Regarding the "level 3" mentioned in the comment, although I would like having something like that in place, I do not see it as feasible at the moment, and I am quite sure it would just lead to lots of effort spent on defining the technical requirements, supporting them in data portals, and then data publishers just filling what is required regardless of the validity of the statements. So I do not see the added value in it at the moment. At the same time, I think it is something worth pursuing, given that the established criteria are machine verifiable, which may imply creating technical specifications for the individual HVDs and their adoption by the MSs.

matthiaspalmer commented 1 year ago

I vote for option B as well as agree with @jakubklimek that the mechanism using dqv for expressing quality measurments should be investigated. Especially to the possibility to use it by some other third party, not the data provider himself. Pointing to the dataset instead from the dataset would be more sensible.

init-dcat-ap-de commented 1 year ago

Option B is the bare minimum. We prefer option c/level 3. We think that option b has two possible outcomes

  1. Similar to the EDP-DCAT-AP-compliance: 0%
  2. "close enough, I report it as conforming"

https://data.europa.eu/mqa/ grafik

Both outcomes are not desireable. In our opinion we'll need a more nuanced way to describe the conformance of a HVD.

bertvannuffelen commented 1 year ago

@init-dcat-ap-de in order to go forward with option c/level 3 you should align within each domain.

E.g for the geospatial domain, the INSPIRE regulation with its rules applies. Thus, an INSPIRE acceptable way to express option c) should be allowed. Did you check with your INSPIRE colleagues how they would realise this? Could your share their response?

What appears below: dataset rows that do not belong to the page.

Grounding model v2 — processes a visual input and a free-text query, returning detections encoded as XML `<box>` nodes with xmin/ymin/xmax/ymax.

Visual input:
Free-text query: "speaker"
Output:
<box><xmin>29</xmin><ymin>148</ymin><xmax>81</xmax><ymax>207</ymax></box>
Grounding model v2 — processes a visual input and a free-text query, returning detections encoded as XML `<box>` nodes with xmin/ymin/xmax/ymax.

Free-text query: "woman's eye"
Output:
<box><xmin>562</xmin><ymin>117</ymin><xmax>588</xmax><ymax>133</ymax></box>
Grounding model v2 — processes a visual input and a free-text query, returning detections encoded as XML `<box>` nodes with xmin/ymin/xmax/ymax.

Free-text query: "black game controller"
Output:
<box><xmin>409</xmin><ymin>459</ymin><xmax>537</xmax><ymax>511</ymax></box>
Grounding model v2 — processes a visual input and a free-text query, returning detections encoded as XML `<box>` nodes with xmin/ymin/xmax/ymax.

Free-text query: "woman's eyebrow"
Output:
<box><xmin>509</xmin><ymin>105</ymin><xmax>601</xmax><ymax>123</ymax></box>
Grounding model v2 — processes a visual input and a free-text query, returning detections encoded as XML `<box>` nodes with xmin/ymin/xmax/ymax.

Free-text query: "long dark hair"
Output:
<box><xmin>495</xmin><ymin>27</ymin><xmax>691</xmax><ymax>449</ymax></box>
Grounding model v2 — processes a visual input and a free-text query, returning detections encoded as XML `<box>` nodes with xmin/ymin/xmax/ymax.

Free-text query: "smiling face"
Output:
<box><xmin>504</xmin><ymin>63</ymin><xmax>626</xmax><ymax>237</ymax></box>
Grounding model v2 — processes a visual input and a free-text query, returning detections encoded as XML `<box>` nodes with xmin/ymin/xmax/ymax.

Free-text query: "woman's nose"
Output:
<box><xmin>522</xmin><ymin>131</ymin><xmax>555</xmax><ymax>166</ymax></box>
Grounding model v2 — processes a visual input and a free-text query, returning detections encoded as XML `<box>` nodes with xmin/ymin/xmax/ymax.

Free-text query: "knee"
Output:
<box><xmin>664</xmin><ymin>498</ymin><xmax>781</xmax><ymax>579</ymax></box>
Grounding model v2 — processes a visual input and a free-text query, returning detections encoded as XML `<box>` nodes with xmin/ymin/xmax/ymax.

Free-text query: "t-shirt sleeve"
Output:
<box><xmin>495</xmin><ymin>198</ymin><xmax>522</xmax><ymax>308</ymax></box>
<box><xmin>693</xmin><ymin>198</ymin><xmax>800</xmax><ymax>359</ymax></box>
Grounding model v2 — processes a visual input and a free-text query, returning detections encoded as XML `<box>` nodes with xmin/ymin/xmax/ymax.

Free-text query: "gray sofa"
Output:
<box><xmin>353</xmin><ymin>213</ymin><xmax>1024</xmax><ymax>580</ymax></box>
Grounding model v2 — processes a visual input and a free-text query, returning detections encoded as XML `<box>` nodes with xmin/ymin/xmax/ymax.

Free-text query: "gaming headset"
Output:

As the HVD does not standardize a conformance document for a dataset in scope, it is a substantial effort to create a machine processable document for each HVD. For me designing this document is beyond the scope of DCAT-AP. In the context of DCAT-AP HVD we can only specify how to retrieve that document. If you consider this crucial for you as a MS for the implementation of the HVD then I suggest you take contact with CNECT. (I already will pass it to CNECT.)

During this DCAT-AP HVD track, we are not creating the MS conformance assessment. This is a MS - CNECT activity. However, we do aim to provide the means so that this assessment can be performed based on a DCAT-AP HVD catalogue.

sirex commented 1 year ago

We use a simplified way to describe content of the data, using a simple table, that can be edited in a Spreadsheet app. But the idea to describe data at the column level, for example if we have a CSV file like this:

id org_name org_addr
42 SEMICeu Champ de Mars, 5 Avenue Anatole France, 75007 Paris, France

Then description table, aligned with Core Business Vocabluary would look like this:

dataset resource model property type ref source level uri
prefix org https://w3.org/ns/org#
adms http://www.w3.org/ns/adms#
ex https://example.com/
datasets/example ex:dataset1
myres csv https://example.com/{}.csv ex:dist1
Organization id data 5 org:Organization
identifier[] ref Identifier id 5 org:identifier
name@en text org_name 5 org:legalName
address ref Address org_addr 3 org:registeredAddress
Identifier value data 5 adms:Identifier
value string id 4
Address address@en data 5 org:Address
address@en text org_addr 5 org:fullAddress

Also we have a tool, that can interpret this structure description table, check if it matches the described resource, can publish any resource data via HTTP REST JSON API and export data into multiple formats, including RDF, as Bulk download.

I guess in our case, something like Option B would work, I just not sure, where dct:conformsTo should point. If it points to a document, preferable machine readable document, like SHACL, then we could pretty easily check if resource matches SHACL.

bertvannuffelen commented 9 months ago

In the second webinar DCAT-AP HVD the option B was chosen. However a concrete harmonised cross-domain expectation was not formulated.

The (short) section Specific data requirements indicates that. But leaves the decision to each domain how to address it.

From the perspective of publishers of DCAT-AP metadata this has no impact on the provided metadata. It is formulated as an incentive to provide as much as possible information that would make the conformance assessment w.r.t. HVD IR possible.